Cette aide s’inscrit dans la stratégie régionale en faveur d’une culture accessible à tous, aussi bien dans les zones urbaines que rurales des 13 départements d’Occitanie. Musique classique et actuelle, danse, théâtre, arts de la rue, cirque ou encore marionnettes : plus de 130 projets bénéficieront de ce soutien financier.

Parmi les manifestations accompagnées figurent notamment le Manouch’ Muzik Festival à Mazères (Ariège), le Limoux Brass Festival (Aude), Millau en Jazz (Aveyron), La Mekanik du rire à Pibrac (Haute-Garonne), Jazz in Marciac (Gers), Arabesques à Montpellier (Hérault), Ecaussystème à Gignac (Lot), Pause Guitare à Albi (Tarn) ou encore le Festival de l’abbaye de Beaulieu-en-Rouergue à Ginals (Tarn-et-Garonne).

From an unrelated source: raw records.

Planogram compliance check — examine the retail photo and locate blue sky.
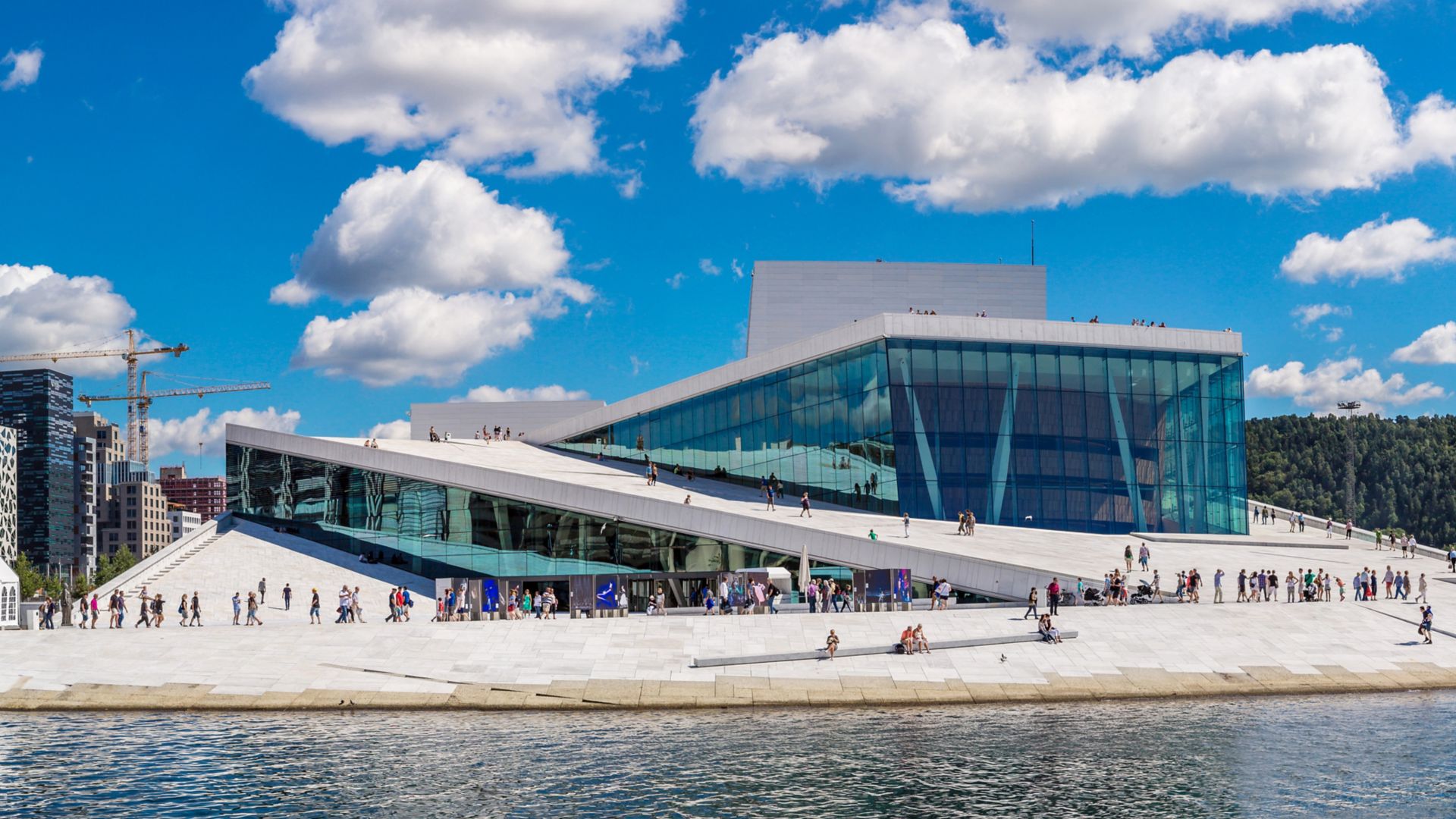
[0,0,1456,469]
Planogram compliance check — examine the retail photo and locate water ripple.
[0,692,1456,817]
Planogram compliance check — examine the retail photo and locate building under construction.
[0,329,269,579]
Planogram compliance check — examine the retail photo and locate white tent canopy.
[0,560,20,628]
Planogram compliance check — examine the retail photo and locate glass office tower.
[0,370,76,571]
[554,338,1247,533]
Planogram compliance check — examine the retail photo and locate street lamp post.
[1339,400,1360,520]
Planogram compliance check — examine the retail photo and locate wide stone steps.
[127,535,221,595]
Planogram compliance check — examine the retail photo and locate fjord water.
[0,692,1456,817]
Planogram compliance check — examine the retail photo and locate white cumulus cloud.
[0,48,46,90]
[692,12,1456,212]
[245,0,682,174]
[272,160,595,386]
[1280,218,1456,284]
[272,158,570,305]
[0,264,136,376]
[973,0,1377,57]
[1288,303,1350,326]
[1391,321,1456,364]
[293,287,565,386]
[147,406,303,457]
[450,383,592,402]
[1247,357,1446,413]
[364,419,410,440]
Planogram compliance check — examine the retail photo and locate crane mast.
[76,370,272,468]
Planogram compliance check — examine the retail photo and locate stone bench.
[693,631,1078,669]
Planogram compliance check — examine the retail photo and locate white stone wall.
[410,400,606,440]
[748,261,1046,356]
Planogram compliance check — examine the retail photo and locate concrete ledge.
[693,631,1078,669]
[1131,532,1356,551]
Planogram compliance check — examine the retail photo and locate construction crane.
[76,370,272,469]
[0,329,191,457]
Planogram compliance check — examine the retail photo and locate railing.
[1247,498,1446,560]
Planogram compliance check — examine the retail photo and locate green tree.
[14,552,61,599]
[96,549,136,586]
[1245,416,1456,547]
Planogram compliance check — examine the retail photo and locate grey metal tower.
[1339,400,1360,520]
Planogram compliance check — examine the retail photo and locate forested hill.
[1245,416,1456,547]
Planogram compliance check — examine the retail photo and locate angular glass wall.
[886,340,1247,533]
[552,341,900,513]
[228,444,820,577]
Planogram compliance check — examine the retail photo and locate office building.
[0,370,76,571]
[157,466,228,523]
[71,435,103,577]
[168,504,202,542]
[99,481,172,560]
[0,427,20,567]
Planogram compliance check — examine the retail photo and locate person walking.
[131,586,152,628]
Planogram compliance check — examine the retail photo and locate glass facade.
[0,370,76,570]
[228,444,821,577]
[555,338,1247,533]
[555,341,900,513]
[888,340,1247,533]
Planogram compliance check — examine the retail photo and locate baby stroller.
[1131,580,1153,605]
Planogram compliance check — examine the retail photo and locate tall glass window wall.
[555,341,900,513]
[228,444,820,577]
[888,340,1247,533]
[555,338,1247,533]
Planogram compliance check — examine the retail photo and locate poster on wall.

« Parce qu’ils nous font vibrer chaque année et qu’ils font partie de notre identité régionale, la Région se tient aux côtés des festivals », a souligné la présidente de Région, Carole Delga, saluant également l’engagement des bénévoles, techniciens et artistes qui font vivre ces événements.

Avec 1 001 manifestations recensées en 2021, l’Occitanie confirme son statut de terre de festivals. Au-delà de leur dimension culturelle, ces rendez-vous participent au dynamisme économique et à l’attractivité touristique des territoires.